Rock squirrels have long been common residents of canyons throughout central and western Colorado and of the varied rock formations that rise along the base of the Front Range foothills. Our largest ground squirrel is easily recognized by his attractive salt-and-pepper coat and his large bushy tail. Most often seen lounging on rocks early or late in the day, these omnivores consume a wide variety of plant materials (nuts, fruits, vegetation) in addition to insects, carrion, bird eggs and even small mammals on occasion. Two litters are produced each year (mid spring and late summer) and, though they retire to their dens for most of the winter, they store food and are not true hibernators, becoming active during periods of mild weather.
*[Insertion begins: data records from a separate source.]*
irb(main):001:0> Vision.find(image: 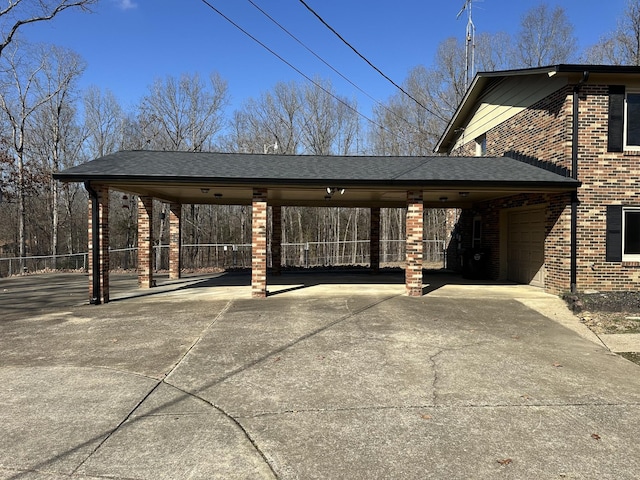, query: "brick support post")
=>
[369,207,380,273]
[169,203,182,280]
[405,191,424,297]
[251,188,267,298]
[138,197,153,288]
[271,205,282,275]
[88,186,110,303]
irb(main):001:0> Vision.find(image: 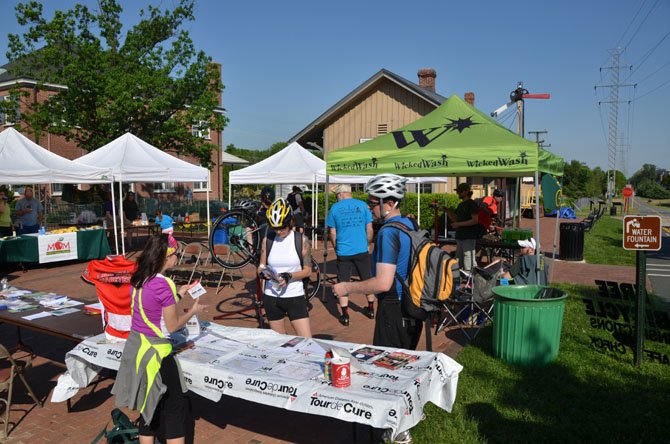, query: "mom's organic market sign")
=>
[582,280,670,365]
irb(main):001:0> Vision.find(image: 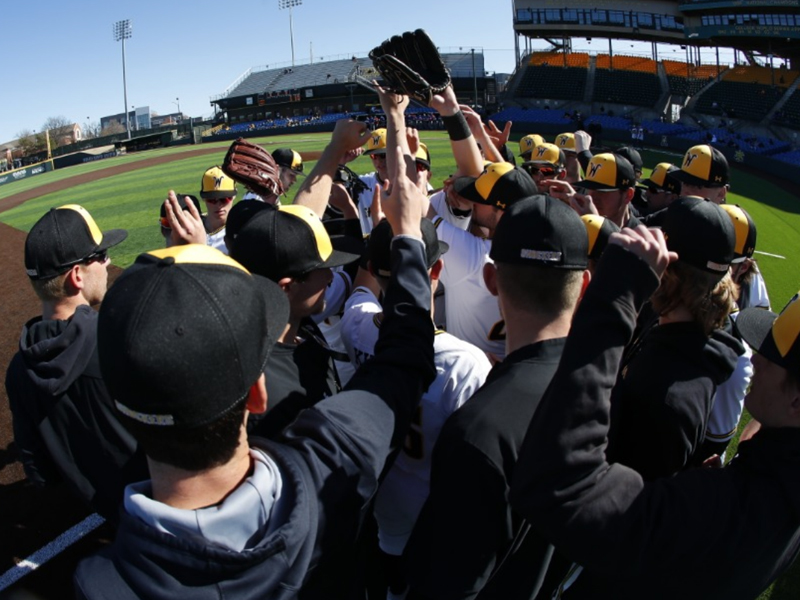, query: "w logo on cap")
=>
[588,163,603,178]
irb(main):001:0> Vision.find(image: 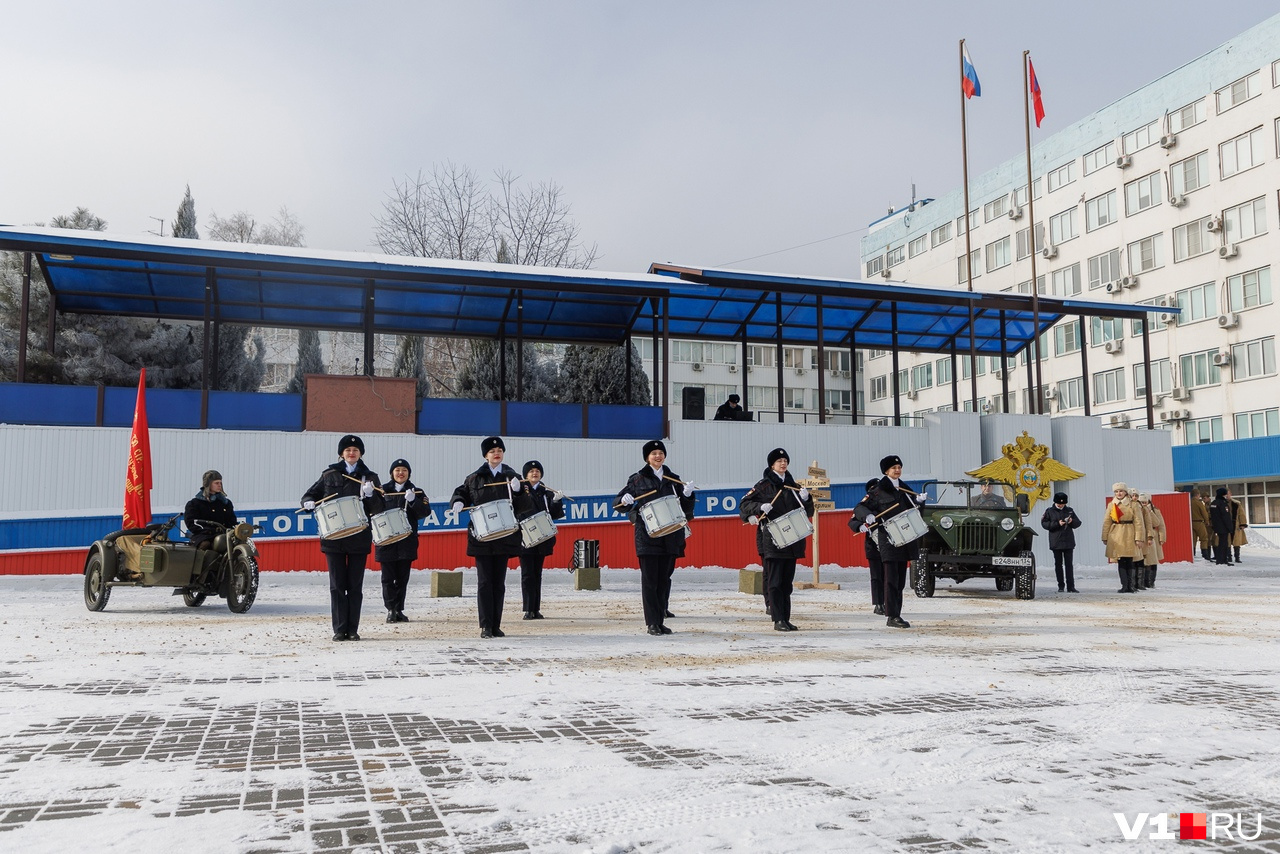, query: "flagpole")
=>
[1023,50,1044,415]
[960,38,977,412]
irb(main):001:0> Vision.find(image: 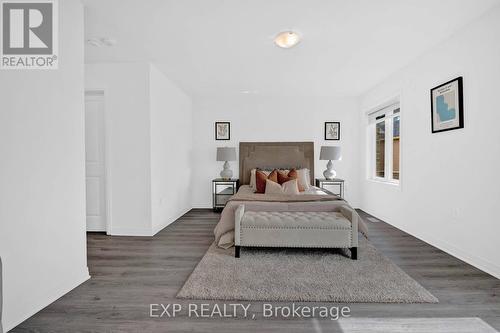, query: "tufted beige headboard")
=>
[239,142,314,185]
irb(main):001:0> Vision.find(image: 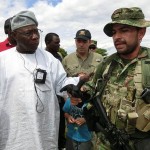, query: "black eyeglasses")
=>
[16,29,42,37]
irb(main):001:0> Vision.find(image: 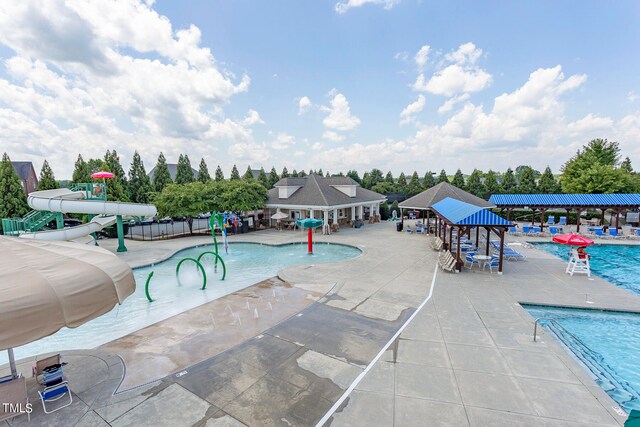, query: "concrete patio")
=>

Over the past few decades, rock squirrels have ventured onto the Colorado Piedmont and High Plains, following river channels from their original homeland in the foothills and lower mountains. Their expansion has been well documented along the Cache la Poudre River, in northern Colorado, and along the Arkansas River, from Pueblo all the way to the Kansas border. In all of my years hiking along the South Platte, I had not encountered rock squirrels until this week, when I saw a pair at the major rapids area in South Platte Park (just east of the golf course).
Though I am not familiar with scientific studies regarding their dispersal, I suspect that rock squirrels are spreading eastward due to both opportunism and human encroachment on their native habitat. Suburbs have increasingly pushed into the areas just west of the Dakota Hogback as well as along the primary canyons that incise the foothills. In addition, we humans have lined our river channels with rocky embankments, protecting our homes while producing new living quarters for the rock squirrels. Of course, over time, their presence becomes a nuisance as their digging and foraging creates havoc for human engineers and gardeners; once viewed as fascinating residents of our foothill parks, they are now despised as invasive varmints to be trapped or killed.